Mark Luckinbill, executive director at the National Tax-Deferred Savings Association, wrote in an email that “403(b) and 457(b) are most often supplemental (no employer match, supplement[ing] a pension plan and often Social Security) retirement plan offerings, and not generally considered the primary retirement plan of a public school employee.”
The multivendor system “can result in higher employee participation rates, due to more financial advisers and product and service providers having relationships with, and access to, schools to deliver plan education,” he wrote.
Others claim that many teachers would have no supplemental retirement savings if not for the current system, which they acknowledge may be flawed.
All of that may be true. But in 2016, The New York Times estimated that teachers using annuities have 20% to 50% less in savings than if they used mutual funds. While access to pension plans is great, many younger teachers, like my daughter, do not stay in the system long enough to reap the benefit. Regardless, there is no excuse to continue to offer substandard retirement plans if there are viable alternatives. Finally, automatic enrollment has proven to be a more effective way to boost participation than education, at a vastly reduced cost.

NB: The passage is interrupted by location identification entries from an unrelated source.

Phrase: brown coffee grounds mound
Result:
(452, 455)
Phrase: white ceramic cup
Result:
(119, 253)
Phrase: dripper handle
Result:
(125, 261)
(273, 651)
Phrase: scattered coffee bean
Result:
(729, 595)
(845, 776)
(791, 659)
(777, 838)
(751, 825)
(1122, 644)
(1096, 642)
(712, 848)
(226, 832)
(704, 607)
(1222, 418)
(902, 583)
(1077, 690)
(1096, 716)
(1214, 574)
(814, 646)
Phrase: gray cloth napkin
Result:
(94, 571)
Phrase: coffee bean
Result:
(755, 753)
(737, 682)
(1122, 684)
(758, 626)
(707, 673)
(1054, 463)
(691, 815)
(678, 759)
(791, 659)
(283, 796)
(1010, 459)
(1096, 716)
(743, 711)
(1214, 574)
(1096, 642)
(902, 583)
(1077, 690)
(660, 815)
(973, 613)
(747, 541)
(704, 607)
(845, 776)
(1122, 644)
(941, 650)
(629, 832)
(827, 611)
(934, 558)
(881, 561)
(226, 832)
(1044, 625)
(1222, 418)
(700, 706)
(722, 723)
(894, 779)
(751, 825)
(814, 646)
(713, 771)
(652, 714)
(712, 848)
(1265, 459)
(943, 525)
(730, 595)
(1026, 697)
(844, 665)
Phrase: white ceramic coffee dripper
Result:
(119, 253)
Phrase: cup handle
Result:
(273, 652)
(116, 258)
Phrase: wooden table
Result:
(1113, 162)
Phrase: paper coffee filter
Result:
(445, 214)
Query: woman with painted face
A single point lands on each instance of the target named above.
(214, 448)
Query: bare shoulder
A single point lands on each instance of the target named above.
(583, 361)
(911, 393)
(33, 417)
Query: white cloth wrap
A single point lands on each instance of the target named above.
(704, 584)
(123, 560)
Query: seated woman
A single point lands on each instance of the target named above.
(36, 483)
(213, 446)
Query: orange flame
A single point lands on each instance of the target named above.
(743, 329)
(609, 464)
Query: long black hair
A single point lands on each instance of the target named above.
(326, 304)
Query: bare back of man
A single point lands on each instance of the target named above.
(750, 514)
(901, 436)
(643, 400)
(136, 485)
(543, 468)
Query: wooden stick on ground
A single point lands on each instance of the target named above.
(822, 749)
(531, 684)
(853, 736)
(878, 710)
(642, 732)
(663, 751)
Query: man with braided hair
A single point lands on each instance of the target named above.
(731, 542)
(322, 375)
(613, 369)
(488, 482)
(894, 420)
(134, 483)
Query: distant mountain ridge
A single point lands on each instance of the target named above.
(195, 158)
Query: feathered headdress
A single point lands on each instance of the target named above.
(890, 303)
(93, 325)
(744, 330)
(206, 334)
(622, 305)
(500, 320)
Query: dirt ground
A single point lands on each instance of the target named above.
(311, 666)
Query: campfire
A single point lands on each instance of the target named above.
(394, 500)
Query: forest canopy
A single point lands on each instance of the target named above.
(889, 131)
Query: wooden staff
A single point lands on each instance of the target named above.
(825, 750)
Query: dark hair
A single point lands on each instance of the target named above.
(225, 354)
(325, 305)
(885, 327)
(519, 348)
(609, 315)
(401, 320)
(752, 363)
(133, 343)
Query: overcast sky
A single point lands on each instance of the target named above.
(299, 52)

While teachers unwittingly assume that their 403(b) plan provider has been vetted by the school because they are on an approved list, the pandemic has made matters worse through phishing emails from brokers that create the illusion that they work for the school district, Otter said.
But there is hope, and progress is being made.

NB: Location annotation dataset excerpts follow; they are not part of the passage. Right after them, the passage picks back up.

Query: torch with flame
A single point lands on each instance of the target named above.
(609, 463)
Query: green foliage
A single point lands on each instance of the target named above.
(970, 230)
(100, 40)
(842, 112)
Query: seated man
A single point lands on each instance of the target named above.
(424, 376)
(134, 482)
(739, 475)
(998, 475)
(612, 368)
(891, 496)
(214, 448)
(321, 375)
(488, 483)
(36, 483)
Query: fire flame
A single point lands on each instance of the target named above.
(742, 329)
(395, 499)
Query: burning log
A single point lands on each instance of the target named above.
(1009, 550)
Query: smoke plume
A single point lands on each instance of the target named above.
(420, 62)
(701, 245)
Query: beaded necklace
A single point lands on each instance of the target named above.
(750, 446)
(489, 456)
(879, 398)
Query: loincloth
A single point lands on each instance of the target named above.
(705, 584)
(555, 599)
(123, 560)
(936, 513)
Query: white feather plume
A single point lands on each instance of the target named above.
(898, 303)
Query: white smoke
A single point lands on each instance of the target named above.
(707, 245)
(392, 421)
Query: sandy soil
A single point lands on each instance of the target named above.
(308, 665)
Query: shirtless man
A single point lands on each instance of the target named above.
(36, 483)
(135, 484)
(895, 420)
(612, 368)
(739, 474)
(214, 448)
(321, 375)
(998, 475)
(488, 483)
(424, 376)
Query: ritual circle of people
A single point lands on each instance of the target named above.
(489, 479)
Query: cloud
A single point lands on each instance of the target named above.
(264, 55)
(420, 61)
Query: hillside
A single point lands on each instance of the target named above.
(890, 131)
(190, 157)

Bucking the trend, Delaware transitioned to a single-vendor model in 2016, with record-keeping, administration and fund fees explicitly detailed. Its record keeper hired four certified financial planners who do not receive commissions, offering mutual funds and a brokerage account for those who want more choices. They cannot convert teachers into retail clients.
“Teachers are so essential, especially now,” Delaware State Treasurer Colleen Davis said. “We wanted to cut out bad actors preying [on them].”
Many other districts are moving in the same direction, though some are concerned about taking on more obligations.
It took a lot of work initially to prepare and issue a request for proposals, said Daniel Kimmel, financial operations program manager at Delaware’s Office of the Treasurer. But now “there is 80% less work because our TPA manages much of the duties we had performed,” he said. The treasurer's office used a consultant to help them through the RFP process.
Other progress is being made. A 2009 regulation requires “sponsors” of non-ERISA 403(b) plans to report on all assets in the multivendor system. Some DC record keepers that work with governments and school districts are more than willing to move to a single-vendor plan and offer the many advantages of 401(k) plans.
Most of NTSA’s members benefit from the multivendor system, but the organization has helped to lower fees and bring more transparency to it. As part of the American Retirement Association, there is hope that NTSA, with the support of the enlightened members of the National Association of Plan Advisors, will encourage their members to make improvements to benefit teachers. Shouldn’t that be the goal even if, as with the 401(k) industry, there will be some attrition of brokers and providers unwilling to change?